Terrain Minerals has expanded one of its biggest induced polarisation (IP) geophysical programs at its Smokebush gold and silver project, located 350 kilometres north of Perth in Western Australia's Mid West region. The company added four new survey lines across three historic prospects: Paradise City, Hurley, and T17.
The three prospects are situated 2.5 kilometres southeast of Terrain's high-grade Lightning and Monza deposits, within the company's northern granted mining lease. The extension adds four kilometres of dipole-dipole IP coverage across these targets, where historic drilling and rock chip sampling have already returned significant gold intercepts.
The move comes as Terrain prepares the next batch of drill targets ahead of its upcoming maiden resource estimate for the Lightning deposit. The company is applying the same geophysical technique that identified a 600-metre-long chargeability anomaly in 2023, which later led to the discovery of the flagship Lightning gold deposit.
IP is a non-intrusive geophysical method that maps the response of disseminated sulphide minerals from the surface. It works effectively where target structures are concealed beneath transported cover and has proven successful at Smokebush, where sulphides are closely associated with gold mineralisation.
Terrain Minerals executive director Justin Virgin commented: "These are not blank-canvas targets - Paradise City, Hurley and T17 all have historic gold results that genuinely warranted a closer look. The dipole-dipole configuration is the same technique that defined the Lightning anomaly in 2023, which we have since drilled with more than 16,000 metres. We are applying exactly what we know works at Smokebush to the next generation of targets, and we expect the results to give us a clear picture of what to drill in the second half of 2026."
The historic prospects covered by the survey extension have already yielded encouraging geochemical results. At Paradise City, historic reverse circulation drilling returned intercepts including 3 metres at 2.17 grams per tonne (g/t) gold from 10 metres depth, 5 metres at 1.35 g/t gold from 13 metres, and 2 metres at 3.61 g/t gold from 15 metres depth.
Historic rock chip sampling across Paradise City also delivered seven samples above 10 g/t gold, with a best result of 49.27 g/t gold. A total of 31 rock chip or grab samples averaged 8.15 g/t gold. Terrain's follow-up sampling over old workings at Paradise City averaged 5.18 g/t gold from four rock chip samples. Historic drilling at Hurley and T17 returned 10 metres at 1.4 g/t gold from 15 metres depth and 2 metres at 2.5 g/t gold from 51 metres depth, respectively.

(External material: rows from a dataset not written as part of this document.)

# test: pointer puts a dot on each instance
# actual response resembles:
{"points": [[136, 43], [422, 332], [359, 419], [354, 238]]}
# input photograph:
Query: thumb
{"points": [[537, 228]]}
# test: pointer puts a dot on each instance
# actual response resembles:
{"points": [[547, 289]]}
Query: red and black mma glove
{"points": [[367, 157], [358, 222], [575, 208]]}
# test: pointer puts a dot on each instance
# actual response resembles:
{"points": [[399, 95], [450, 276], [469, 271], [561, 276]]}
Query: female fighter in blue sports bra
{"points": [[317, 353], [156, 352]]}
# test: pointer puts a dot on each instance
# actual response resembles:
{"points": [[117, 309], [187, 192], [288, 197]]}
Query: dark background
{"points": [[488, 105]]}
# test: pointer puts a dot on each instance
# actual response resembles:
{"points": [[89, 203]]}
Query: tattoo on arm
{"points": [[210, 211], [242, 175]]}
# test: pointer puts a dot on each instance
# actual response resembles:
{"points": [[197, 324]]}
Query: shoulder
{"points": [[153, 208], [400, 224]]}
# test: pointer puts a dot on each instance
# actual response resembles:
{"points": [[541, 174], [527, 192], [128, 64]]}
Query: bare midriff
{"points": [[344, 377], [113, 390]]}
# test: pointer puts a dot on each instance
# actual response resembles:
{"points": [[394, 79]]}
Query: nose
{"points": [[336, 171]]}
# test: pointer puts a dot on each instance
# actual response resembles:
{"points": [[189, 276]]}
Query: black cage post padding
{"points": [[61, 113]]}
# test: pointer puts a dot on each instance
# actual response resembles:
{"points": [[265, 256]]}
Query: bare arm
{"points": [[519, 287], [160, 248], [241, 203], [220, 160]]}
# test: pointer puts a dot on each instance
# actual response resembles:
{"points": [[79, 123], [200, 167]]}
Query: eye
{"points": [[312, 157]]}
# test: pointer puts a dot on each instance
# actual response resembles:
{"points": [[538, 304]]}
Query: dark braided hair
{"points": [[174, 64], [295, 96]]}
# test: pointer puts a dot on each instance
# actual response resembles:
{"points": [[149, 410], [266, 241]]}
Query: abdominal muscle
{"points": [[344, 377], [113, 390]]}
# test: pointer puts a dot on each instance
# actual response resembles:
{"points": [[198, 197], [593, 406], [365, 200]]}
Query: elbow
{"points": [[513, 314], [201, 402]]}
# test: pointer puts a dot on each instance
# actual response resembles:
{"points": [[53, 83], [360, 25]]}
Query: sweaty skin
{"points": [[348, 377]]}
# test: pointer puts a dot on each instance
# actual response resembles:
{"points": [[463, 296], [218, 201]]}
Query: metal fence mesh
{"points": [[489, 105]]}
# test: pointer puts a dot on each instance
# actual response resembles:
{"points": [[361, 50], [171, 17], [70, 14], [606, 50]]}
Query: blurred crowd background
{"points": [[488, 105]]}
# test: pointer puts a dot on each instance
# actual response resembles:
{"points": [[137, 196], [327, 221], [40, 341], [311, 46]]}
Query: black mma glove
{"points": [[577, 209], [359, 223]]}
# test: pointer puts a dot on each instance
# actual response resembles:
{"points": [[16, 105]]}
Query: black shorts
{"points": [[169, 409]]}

The extra lines build on Terrain's plan, outlined two weeks ago, to use IP geophysics to test for repeat Lightning-style structures along the same north-south shear corridor and around the Mt Mulgine intrusive setting that hosts Lightning and Monza. That earlier program already included Hurley, but the latest extension broadens the sweep to bring Paradise City and T17 into the same modern survey.
The extended survey also follows the company's 21 May update, which indicated that Lightning's maiden mineral resource estimate remains on track for July, while final technical work such as collar surveys, drone topography, and metallurgical sampling continues.
By running the proven dipole-dipole IP configuration over old gold occurrences rather than relying on lower-resolution historical work, Terrain aims to improve subsurface geological definition before deciding which targets deserve priority drilling in the second half of 2026.
With Wildflower drilling assays still pending, and the Lightning resource estimate and fresh IP targets due in July, Terrain's Smokebush project looks set to deliver a steady stream of news while building a broader pipeline of follow-up opportunities.